Prof Pushpa M. Bhargava served earlier as the Director, Centre for Cellular and Molecular Biology, Hyderabad, and then as the Vice-Chairman, National Knowledge Commission. Therefore his views on a matter of great national interest need to be taken very seriously. He has expressed his deep anguish that
in spite of the virtually uninterrupted record of Monsanto over four decades of breaking laws and engaging in unethical acts, the two Committees, the RCGM of the Department of Biotechnology and the GEAC of the Ministry of Environment and Forests, that are responsible for the approval of GM crops for environmental release seem to have never questioned what Monsanto has done in the past or wanted to do now nor taken note of any of the numerous scientific research publications by well-known and highly credible scientists working in prestigious institutions and with no personal agenda, that have appeared in some of the world’s best known scientific journals.

♦

COMING to the more recent debate on Bt brinjal, Prof Bhargava points out that when Monsanto’s dossier containing all the bio-safety tests that they had done was put in the public domain earlier this year (2009), there were serious criticisms of it by many scientists from various parts of the world…

Prof Bhargava’s own criticism centred around the following points:

• A large body of concerned, knowledgeable and reputed scientists have agreed that some 30 or so tests need to be done before a GM plant is cleared for environmental release.
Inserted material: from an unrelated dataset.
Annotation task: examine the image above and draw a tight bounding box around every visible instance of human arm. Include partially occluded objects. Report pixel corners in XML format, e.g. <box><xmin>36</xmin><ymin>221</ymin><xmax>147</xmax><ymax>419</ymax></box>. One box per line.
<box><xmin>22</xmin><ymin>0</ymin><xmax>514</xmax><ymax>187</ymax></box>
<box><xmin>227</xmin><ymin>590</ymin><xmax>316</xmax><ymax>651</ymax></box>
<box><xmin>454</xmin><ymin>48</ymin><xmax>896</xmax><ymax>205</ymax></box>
Monsanto had done only less than 10 of these tests.
• Even these tests were done largely by Monsanto, and we have no facility in the country to even determine whether the tests were actually done.
• There were many scientific errors even in the tests that were done by Monsanto.
• The GEAC appointed a committee (EC-II) to prepare a report on such criticism. But Dr Bhargava and others were essentially given just one day to review the 102, page report. Still on the basis of his vast experience he could quickly see that there were

internal inconsistencies in the report, inconsistencies between the report and the earlier data that had been put in public domain and outright scientific absurdities.

When Prof Bhargava recommended that adequate time should be allowed for a review meeting of eminent experts who had been involved in this issue, this proposal was completely ignored and the GEAC went ahead to give its hurried approval to Bt brinjal (the government’s final decision is still awaited).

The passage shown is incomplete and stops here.